Today, the Supreme Court issued its ruling in the Internet sales tax case of South Dakota v. Wayfair, ending the long-standing, black and white physical presence sales tax collection standard. Ending the Quill nexus standard allows a state to impose sales tax burdens on large retail businesses who do not have employees or facilities inside the state’s borders.
The South Dakota sales tax law that led to the end of the Quill standard targeted larger Internet retailers. Each of the three retailers brought to court - Wayfair, Overstock and Newegg - sells more than $1 billion per year, and in some cases much more. The Court’s decision states that the South Dakota law “applies only to sellers who engage in a significant quantity of business in the State, and respondents are large, national companies that undoubtedly maintain an extensive virtual presence.”

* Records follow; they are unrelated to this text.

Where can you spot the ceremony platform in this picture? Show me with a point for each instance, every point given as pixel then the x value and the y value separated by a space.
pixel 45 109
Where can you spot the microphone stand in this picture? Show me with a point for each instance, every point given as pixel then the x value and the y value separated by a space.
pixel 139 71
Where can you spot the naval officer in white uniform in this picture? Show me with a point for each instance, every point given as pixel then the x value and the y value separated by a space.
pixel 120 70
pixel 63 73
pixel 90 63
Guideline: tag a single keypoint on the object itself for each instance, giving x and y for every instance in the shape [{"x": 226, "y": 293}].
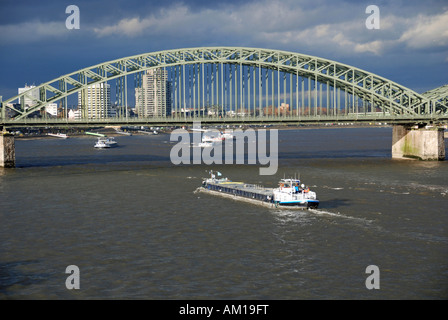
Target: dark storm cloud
[{"x": 37, "y": 47}]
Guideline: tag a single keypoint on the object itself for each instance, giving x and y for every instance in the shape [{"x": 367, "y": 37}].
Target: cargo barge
[{"x": 290, "y": 193}]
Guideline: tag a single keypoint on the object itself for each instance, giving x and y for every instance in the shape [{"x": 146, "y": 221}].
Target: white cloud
[
  {"x": 427, "y": 31},
  {"x": 32, "y": 31}
]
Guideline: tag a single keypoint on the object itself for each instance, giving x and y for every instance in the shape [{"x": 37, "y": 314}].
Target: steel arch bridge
[{"x": 233, "y": 79}]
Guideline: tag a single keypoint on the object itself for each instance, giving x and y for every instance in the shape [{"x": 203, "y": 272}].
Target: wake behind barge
[{"x": 289, "y": 194}]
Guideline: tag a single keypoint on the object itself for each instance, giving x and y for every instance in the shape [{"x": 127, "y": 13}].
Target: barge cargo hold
[{"x": 289, "y": 194}]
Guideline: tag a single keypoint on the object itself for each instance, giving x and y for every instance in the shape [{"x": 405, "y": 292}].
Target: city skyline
[{"x": 410, "y": 47}]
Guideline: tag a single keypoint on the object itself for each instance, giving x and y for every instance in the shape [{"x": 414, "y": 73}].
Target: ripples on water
[{"x": 135, "y": 227}]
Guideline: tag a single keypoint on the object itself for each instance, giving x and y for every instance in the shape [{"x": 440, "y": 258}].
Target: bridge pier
[
  {"x": 7, "y": 150},
  {"x": 418, "y": 143}
]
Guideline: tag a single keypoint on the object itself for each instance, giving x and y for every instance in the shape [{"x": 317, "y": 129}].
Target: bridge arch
[{"x": 381, "y": 93}]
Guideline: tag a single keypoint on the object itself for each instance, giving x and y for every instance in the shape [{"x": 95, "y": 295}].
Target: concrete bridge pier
[
  {"x": 7, "y": 150},
  {"x": 411, "y": 142}
]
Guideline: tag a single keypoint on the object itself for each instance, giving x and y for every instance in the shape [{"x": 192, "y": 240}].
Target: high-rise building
[
  {"x": 94, "y": 101},
  {"x": 153, "y": 98},
  {"x": 32, "y": 94}
]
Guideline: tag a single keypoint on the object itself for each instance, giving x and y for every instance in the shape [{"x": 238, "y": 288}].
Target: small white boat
[
  {"x": 101, "y": 144},
  {"x": 106, "y": 143},
  {"x": 58, "y": 135},
  {"x": 111, "y": 142}
]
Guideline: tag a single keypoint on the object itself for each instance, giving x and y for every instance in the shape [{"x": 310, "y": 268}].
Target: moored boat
[{"x": 106, "y": 143}]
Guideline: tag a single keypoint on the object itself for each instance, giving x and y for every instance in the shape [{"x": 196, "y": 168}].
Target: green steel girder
[{"x": 388, "y": 95}]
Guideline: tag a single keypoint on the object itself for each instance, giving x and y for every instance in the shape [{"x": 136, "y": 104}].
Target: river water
[{"x": 132, "y": 223}]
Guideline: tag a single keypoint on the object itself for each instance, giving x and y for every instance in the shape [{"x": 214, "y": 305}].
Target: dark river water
[{"x": 132, "y": 223}]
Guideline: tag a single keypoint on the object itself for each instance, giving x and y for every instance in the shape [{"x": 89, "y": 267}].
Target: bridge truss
[{"x": 235, "y": 83}]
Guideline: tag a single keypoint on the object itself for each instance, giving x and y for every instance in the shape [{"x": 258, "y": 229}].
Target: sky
[{"x": 410, "y": 47}]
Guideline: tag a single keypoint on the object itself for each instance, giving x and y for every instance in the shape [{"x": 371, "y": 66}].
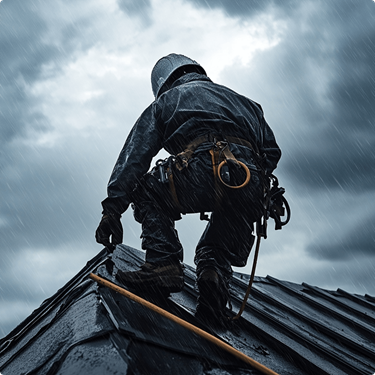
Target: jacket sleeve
[
  {"x": 269, "y": 147},
  {"x": 143, "y": 143}
]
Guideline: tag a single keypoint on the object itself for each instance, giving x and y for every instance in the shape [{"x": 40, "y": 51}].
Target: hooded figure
[{"x": 220, "y": 147}]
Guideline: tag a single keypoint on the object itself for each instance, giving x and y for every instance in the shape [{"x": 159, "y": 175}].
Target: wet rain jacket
[{"x": 193, "y": 107}]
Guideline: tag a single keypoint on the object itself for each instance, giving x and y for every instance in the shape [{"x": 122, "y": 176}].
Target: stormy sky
[{"x": 75, "y": 76}]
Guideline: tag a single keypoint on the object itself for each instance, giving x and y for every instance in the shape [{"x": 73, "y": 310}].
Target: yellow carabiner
[{"x": 244, "y": 166}]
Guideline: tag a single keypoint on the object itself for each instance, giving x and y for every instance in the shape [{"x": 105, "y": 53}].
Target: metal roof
[{"x": 290, "y": 328}]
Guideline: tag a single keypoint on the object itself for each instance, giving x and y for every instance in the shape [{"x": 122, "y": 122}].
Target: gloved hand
[{"x": 110, "y": 225}]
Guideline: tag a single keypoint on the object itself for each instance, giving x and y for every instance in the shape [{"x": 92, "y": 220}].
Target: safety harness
[
  {"x": 274, "y": 202},
  {"x": 221, "y": 156}
]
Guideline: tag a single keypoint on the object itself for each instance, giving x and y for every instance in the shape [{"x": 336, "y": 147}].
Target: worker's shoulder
[{"x": 242, "y": 97}]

“While we are obviously disappointed to see Quill’s standard overturned, we are pleased that the Court was very clear about the importance of protecting small businesses from unfair burdens,” said Cathy Foster, VP of Global Government Relations and Public Policy at eBay. “If state tax authorities attempt to subject remote small businesses to expensive audits and lawsuits, there will be increased litigation across the country to protect small businesses from unfair burdens.”
eBay is committed to supporting its sellers and helping them continue to grow their businesses. The eBay Government Relations team will continue to encourage Congress to step in and provide clear tax rules, with a strong small business exemption, to help small businesses take advantage of the Internet to create local jobs.